Set in a surburban setting populated by stepford-esque wives and equally particular husbands, Little Children expresses the feeling of isolation and what we become when our own sense of worth is no longer satisfied.
Sarah (Kate Winslet), a former academic who never finished her PhD in English Literature is now a reluctant housewife, tending to a child she bears no real attachment to and a husband who masturbates to pornography that even he himself is subpar. Brad (Patrick Wilson), a former college football player and aspiring lawyer who has repeatedly failed his bar exams, is relegated to playing primary caregiver for he and wife Kathy’s (Jennifer Connelly) young son. Early on both characters meet in the local park, where a inopportune kiss results in a complicated relationship. Running parallel to this is the story of disgraced police officer Larry (Noah Emmerich) with whom Brad plays football and is on a crusade against the recently paroled sex offender Ronnie (Jackie Earle Haley).

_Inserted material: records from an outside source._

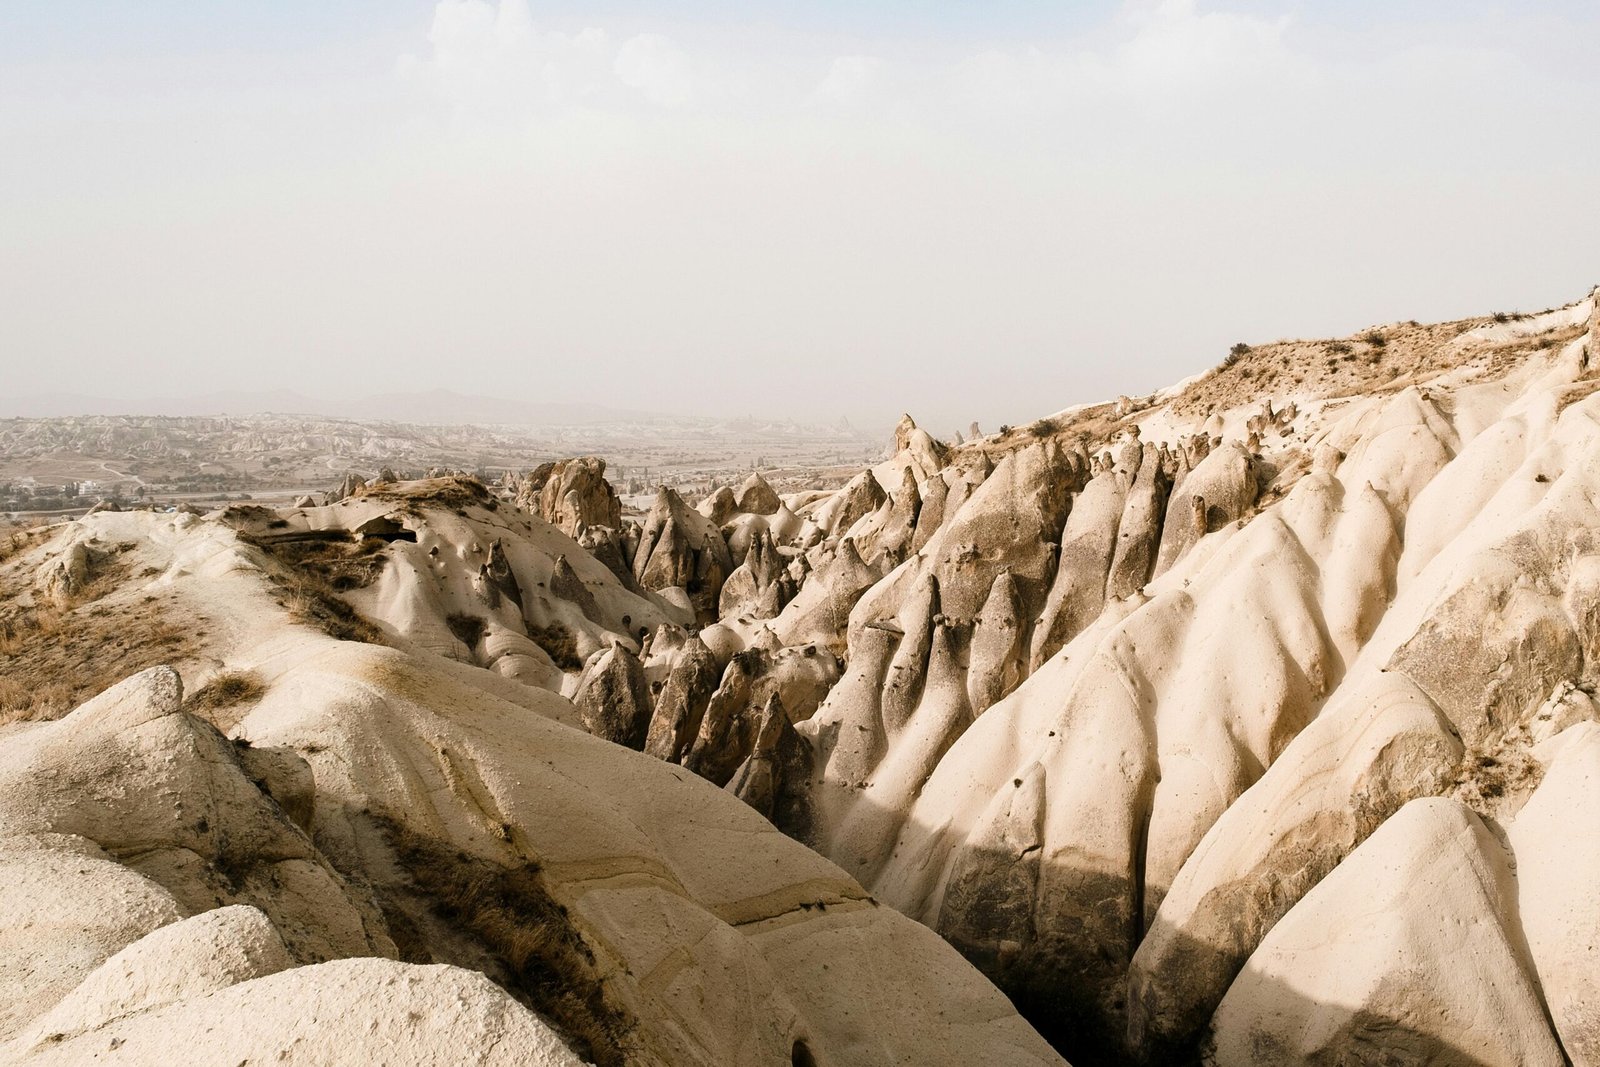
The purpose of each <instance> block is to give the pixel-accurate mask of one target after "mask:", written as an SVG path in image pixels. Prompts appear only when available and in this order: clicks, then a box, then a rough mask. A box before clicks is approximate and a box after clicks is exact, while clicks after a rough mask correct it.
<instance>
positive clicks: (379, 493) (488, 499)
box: [352, 475, 498, 512]
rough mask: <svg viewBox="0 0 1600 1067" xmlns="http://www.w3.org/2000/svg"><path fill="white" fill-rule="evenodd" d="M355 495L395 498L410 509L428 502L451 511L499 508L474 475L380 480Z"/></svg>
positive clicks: (492, 510)
mask: <svg viewBox="0 0 1600 1067" xmlns="http://www.w3.org/2000/svg"><path fill="white" fill-rule="evenodd" d="M354 498H366V499H373V501H395V502H400V504H405V506H406V510H413V512H414V510H418V509H421V507H424V506H429V504H432V506H435V507H446V509H451V510H464V509H467V507H472V506H477V507H485V509H488V510H491V512H493V510H494V509H496V507H498V502H496V501H494V496H493V494H491V493H490V490H488V486H486V485H483V483H482V482H478V480H477V478H470V477H466V475H446V477H443V478H422V480H421V482H408V483H405V485H395V483H392V482H382V483H379V485H370V486H366V488H365V490H357V491H355V493H354ZM354 498H352V499H354Z"/></svg>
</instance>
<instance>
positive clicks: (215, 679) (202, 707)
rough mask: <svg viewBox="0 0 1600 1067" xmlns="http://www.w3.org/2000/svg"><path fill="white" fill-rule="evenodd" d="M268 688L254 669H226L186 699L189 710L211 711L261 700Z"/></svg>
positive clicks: (211, 679)
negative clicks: (238, 669)
mask: <svg viewBox="0 0 1600 1067" xmlns="http://www.w3.org/2000/svg"><path fill="white" fill-rule="evenodd" d="M266 691H267V688H266V686H264V685H262V683H261V675H258V673H256V672H254V670H224V672H222V673H219V675H214V677H213V678H211V680H210V681H206V683H205V685H203V686H200V688H198V689H195V691H194V693H190V694H189V696H187V697H186V699H184V710H187V712H211V710H218V709H224V707H237V705H238V704H248V702H251V701H259V699H261V694H262V693H266Z"/></svg>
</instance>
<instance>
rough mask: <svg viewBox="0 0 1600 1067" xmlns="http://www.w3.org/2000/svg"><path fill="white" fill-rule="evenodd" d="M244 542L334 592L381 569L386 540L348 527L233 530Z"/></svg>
mask: <svg viewBox="0 0 1600 1067" xmlns="http://www.w3.org/2000/svg"><path fill="white" fill-rule="evenodd" d="M235 533H237V534H238V539H240V541H243V542H245V544H253V545H256V547H258V549H262V550H264V552H266V553H267V555H270V557H272V558H275V560H278V561H280V563H283V565H286V566H290V568H291V569H294V571H298V573H302V574H307V576H312V577H315V579H318V581H320V582H322V584H325V585H328V587H330V589H333V590H334V592H347V590H350V589H365V587H368V585H371V584H373V582H374V581H378V576H379V574H382V573H384V566H386V565H387V560H386V558H384V547H386V542H384V541H379V539H378V537H363V539H357V537H355V536H354V534H350V531H347V530H301V531H296V533H290V534H253V533H248V531H242V530H240V531H235Z"/></svg>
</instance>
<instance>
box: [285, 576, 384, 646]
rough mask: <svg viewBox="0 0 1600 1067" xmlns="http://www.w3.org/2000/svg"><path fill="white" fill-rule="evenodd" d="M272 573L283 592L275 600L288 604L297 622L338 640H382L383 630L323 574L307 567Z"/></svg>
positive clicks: (373, 643)
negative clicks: (325, 578) (312, 570)
mask: <svg viewBox="0 0 1600 1067" xmlns="http://www.w3.org/2000/svg"><path fill="white" fill-rule="evenodd" d="M272 577H274V584H275V585H277V587H278V592H280V595H282V598H280V600H278V603H282V605H283V606H285V608H288V613H290V617H293V619H294V621H296V622H304V624H306V625H314V627H317V629H318V630H322V632H323V633H326V635H328V637H334V638H338V640H341V641H363V643H366V645H382V643H384V632H382V630H379V629H378V627H376V625H373V624H371V621H368V619H366V616H363V614H362V613H360V611H357V609H355V608H352V606H350V603H349V601H347V600H344V598H342V597H339V590H338V589H334V587H333V585H331V584H330V582H328V581H326V579H325V577H322V576H318V574H312V573H306V571H290V573H286V574H275V576H272Z"/></svg>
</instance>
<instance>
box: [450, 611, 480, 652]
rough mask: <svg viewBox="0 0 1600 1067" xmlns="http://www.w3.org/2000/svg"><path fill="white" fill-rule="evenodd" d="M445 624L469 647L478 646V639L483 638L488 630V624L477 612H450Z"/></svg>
mask: <svg viewBox="0 0 1600 1067" xmlns="http://www.w3.org/2000/svg"><path fill="white" fill-rule="evenodd" d="M445 625H448V627H450V632H451V633H454V635H456V640H459V641H461V643H462V645H466V646H467V648H477V646H478V641H482V640H483V633H485V632H488V624H486V622H485V621H483V619H482V617H480V616H475V614H448V616H445Z"/></svg>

With a VoiceOver that both sets apart and defines the cast, Todd Field’s direction and adaptation of the Tom Perrotta novel avoids the mere recording of facts, deftly highlighting the suffocation each feels without resorting to time-intensive conversations in the beginning and later, furthering and solidifying what we come to learn about them.
A subtle sense of surrealism pervades the piece and no more so than it this one central element, pointing out the absurdity and bittersweet comedy in everyday life.
Each character attempts their own miniature act of rebellion, seeking to undo the pain they feel, constantly fearful that it’s not enough. With honest acting, never elaborate or overtly pretentious, there is a genuine tenderness, an awkward attraction that is impossible not to find endearing. One becomes emotionally invested in characters that might not otherwise elicit the most basic of sympathies. So much is left to facial expressions, a twitch of the eyebrow, a smile, an inflection in a person’s voice. The actors deftly explain more about themselves than the narrator or any monologue could.
Although it is by no means a perfect portrayal of suburban life, Field’s and his cast have created a wonderful microcosm of eccentricities and depth, few others have been capable of matching.